И вдруг, спустя почти год, снова приезжает Александр! И зачем он смотрит так на нее, заставляя краснеть и смущаться, ведь снова уедет и оставит одну… Но Грибоедов не уезжает. Кажется, только теперь он заметил, что Нина уже не ребенок, и это открытие ослепило его. «В тот день, — писал Грибоедов Булгарину, — я обедал у старинной моей приятельницы Ахвердовой, за столом сидел против Нины Чавчавадзе... Все на нее глядел, задумался, сердце забилось, не знаю, беспокойство ли другого рода, по службе, теперь необыкновенно важной, или что другое придало мне решительность необычайную, выходя из-за стола, я взял ее за руку и сказал ей по-французски: «Пойдемте со мной, мне нужно что-то сказать вам». Она меня послушалась, как и всегда, верно, думала, что я усажу ее за фортепьяно... мы... взошли в комнату, щеки у меня разгорелись, дыханье занялось, я не помню, что я начал ей бормотать, и все живее и живее, она заплакала, засмеялась, я поцеловал ее, потом к матушке ее, к бабушке, к ее второй матери, Прасковье Николаевне Ахвердовой, нас благословили…»

Так в одно мгновение на свете стало на два счастливых человека больше. Весь месяц, пока готовились к свадьбе, Грибоедова мучила лихорадка. На венчании ему стало плохо и из дрожащей руки выпало обручальное кольцо, со звоном стукнувшись о каменный пол собора. «Дурной знак…» — зашептались собравшиеся. Дурной знак.

И скоро перед алтарем
Мы с ним навек сошлись...
Казалось, праздновал весь мир,
И ликовал Тифлис.
Всю ночь к нам с ветром долетал
Зурны тягучий звук,
И мерный бубна стук, и гул
От хлопающих рук.
И не хотели погасать
Далекие огни,
Когда, лампаду засветив,
Остались мы одни,

«НЕ ПРЕДВИДЕЛ ОН КОНЦА СВОИХ БЛАЖЕННЫХ ДНЕЙ…»

Но все дурное было быстро забыто и утонуло в лучах счастья, которым светились Александр и Нина… Да и как плохие мысли могли прийти на ум в аллеях сада, где трава зелена, а тень прохладна, где вьется виноград, и глаз не отвести от очертаний кавказских гор… «Будем век жить, не умрем никогда!» — говорила Нина мужу. Она хотела знать все о его жизни, и Грибоедов много рассказывал ей и о своем прошлом, и немного о будущем: как через пару лет он уйдет в отставку, чтобы поселиться с ней в усадьбе, писать, вместе растить детей… Пока же настоящее требовало скорого отъезда Грибоедова в Персию. Недолгая идиллия их семейной жизни длилась всего 10 дней. Нина решила ехать с мужем, но, не желая подвергать опасности беременную жену, Грибоедов оставил ее в одном из городов по дороге в Тавриз.

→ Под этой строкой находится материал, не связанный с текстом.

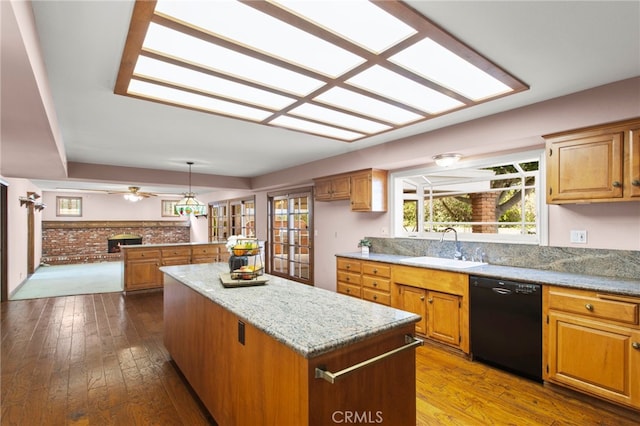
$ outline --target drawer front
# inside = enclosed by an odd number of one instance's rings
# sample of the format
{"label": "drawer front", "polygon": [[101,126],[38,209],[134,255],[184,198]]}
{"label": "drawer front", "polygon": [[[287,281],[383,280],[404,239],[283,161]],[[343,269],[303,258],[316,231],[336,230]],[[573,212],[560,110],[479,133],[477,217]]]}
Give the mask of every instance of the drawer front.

Он писал ей каждый день, с трудом перенося разлуку — даже прислал чернильницу с надписью «Пиши мне чаще, мой ангел Нина», — и вдруг пропал… Никаких вестей.

И не хотела ночь унять
Далекой пляски шум,
Когда с души его больной
Скатилось бремя дум,
Чтоб не предвидел он конца
Своих блаженных дней
При виде брачного кольца
И ласковых очей.

ПРОЩАЙ, ЛЮБВИ МОЕЙ ЗАРЯ!

Родственники уговорили Нину вернуться в Тифлис, утверждая, что Грибоедов настаивал на этом в письме. «Где же оно, это письмо? Покажите мне, покажите!» — просила Нина. Но письма не было. Нине казалось, что от нее что-то скрывают, недоговаривают. Однажды неосторожно оброненные кем-то слова (то ли «вдовья доля», то ли «дитя, обреченное стать полусиротой»), подтвердили ужасные догадки Нины. Не в силах вынести такой удар, она упала в обморок, это вызвало преждевременные роды и еще одну трагедию.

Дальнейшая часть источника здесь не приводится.